Heated buildings loose energy in 3 ways:

  1. Air leakage through holes (hence an airtest and an “air-tight” building).
  2. Through the fabric of the building. The u-values of the materials measure how much heat is lost through them. This is primarily the walls, floors, windows, doors and roof of the building.
    The lower the U-value, the better that section of the structure. For example, a wall with a U-value of 1.0 will lose heat twice as fast as a wall with a U-value of 0.5.
  3. Through the cold bridges between the different elements. These are the Ψ (psi) values.
    – “Thermal bridging occurs where the insulation layer is penetrated by a material with a relatively high thermal conductivity.”

The SAP assessor will look at all of these. They will multiply the Ψ (psi) values by the total length of their construction in the building to get a y-value. The y-value is analogous to an aggregated u-value for all the junctions in the building.

What y-values are used in the SAP calculations can have a big impact on the end figure.

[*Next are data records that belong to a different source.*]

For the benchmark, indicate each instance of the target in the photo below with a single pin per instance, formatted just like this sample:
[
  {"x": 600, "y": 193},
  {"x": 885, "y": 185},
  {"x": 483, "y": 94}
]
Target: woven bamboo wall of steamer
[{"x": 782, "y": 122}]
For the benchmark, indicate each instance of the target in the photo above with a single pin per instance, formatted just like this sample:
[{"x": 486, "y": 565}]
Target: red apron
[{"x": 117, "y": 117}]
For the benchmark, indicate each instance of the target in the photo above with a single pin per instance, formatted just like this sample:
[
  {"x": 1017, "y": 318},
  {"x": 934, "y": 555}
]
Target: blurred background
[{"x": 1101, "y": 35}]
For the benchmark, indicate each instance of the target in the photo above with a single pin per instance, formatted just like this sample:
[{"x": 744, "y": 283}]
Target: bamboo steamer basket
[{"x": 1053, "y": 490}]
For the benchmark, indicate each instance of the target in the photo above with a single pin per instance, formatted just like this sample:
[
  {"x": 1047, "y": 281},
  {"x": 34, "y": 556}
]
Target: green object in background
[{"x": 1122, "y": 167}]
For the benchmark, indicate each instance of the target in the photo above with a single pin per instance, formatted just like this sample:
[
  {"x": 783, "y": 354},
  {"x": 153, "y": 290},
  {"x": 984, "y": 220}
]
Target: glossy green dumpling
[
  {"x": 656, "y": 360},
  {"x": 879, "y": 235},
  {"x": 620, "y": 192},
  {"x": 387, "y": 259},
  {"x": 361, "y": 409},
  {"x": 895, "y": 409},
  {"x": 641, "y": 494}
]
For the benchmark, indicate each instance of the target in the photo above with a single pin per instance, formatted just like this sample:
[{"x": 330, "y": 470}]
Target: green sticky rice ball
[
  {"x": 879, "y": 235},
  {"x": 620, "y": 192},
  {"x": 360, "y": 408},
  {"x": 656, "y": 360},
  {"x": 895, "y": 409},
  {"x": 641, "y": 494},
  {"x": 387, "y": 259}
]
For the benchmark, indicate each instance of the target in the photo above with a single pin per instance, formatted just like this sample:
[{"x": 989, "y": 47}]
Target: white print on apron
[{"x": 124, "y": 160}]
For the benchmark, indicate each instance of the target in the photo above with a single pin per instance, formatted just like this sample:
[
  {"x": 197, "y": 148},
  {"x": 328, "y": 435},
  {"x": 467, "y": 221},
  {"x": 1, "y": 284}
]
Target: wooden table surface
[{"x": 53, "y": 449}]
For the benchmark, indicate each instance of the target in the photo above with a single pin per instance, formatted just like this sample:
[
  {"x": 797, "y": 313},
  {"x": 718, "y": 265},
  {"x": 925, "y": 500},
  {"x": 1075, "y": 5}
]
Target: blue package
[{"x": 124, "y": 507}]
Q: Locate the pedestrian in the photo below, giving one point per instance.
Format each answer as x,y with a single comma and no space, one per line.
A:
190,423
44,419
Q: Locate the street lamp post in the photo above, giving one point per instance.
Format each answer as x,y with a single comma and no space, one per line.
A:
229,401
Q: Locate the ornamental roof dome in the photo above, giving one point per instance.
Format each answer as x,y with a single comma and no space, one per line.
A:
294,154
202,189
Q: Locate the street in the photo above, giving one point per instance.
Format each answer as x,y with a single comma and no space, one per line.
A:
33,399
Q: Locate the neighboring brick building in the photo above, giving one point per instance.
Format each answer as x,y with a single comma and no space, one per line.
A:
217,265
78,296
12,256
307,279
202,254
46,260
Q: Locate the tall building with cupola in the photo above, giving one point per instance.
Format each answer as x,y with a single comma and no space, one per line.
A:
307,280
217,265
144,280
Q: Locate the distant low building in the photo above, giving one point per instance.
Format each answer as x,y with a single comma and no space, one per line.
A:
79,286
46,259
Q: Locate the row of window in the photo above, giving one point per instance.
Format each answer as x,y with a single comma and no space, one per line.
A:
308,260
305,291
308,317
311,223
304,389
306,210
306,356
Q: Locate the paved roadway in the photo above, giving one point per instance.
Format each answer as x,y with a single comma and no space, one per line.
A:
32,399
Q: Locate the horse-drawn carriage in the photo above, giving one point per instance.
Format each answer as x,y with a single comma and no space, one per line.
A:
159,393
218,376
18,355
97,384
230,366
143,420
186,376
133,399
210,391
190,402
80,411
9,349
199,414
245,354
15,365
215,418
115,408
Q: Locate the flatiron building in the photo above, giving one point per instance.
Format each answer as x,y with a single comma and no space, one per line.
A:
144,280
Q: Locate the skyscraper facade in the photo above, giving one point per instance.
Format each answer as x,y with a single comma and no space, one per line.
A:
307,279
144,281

  1. SAP assessor can use default value of 0.15, or
  2. Calculated value using the Ψ (psi) values listed by the Building Regulations for Accredited Details (normally 0.8 or higher, or
  3. A calculated value using thermally modelled junction Ψ (psi) values, which can come out as low as 0.04 depending upon construction details used.
The difference can, apparently be the equivalent of an open garage door on the side of the building ! (best to worst).

Carbon Neutral Woodstove!

From http://www.houzz.com/ideabooks/4651034/list?utm_source=Houzz&utm_campaign=u176&utm_medium=email&utm_content=gallery20

Some models are carbon neutral. European woodstoves using the Nordic Ecolabelsystem are so efficient that the carbon emitted when they’re used properly is equal to the carbon a tree naturally emits while decomposing in the forest.

Pipework seals

I suspect these won’t work for any pipework to and from a fire (they’ll melt !)

The ATK Airtight Membrane Kit has been developed to provide an airtight seal around pipework of all types that passes through the walls of buildings. The ATK Airtight Membrane Kit can fit around any size pipe – from cables right through to soil pipes – and offers a robust, reliable and cost-effective solution.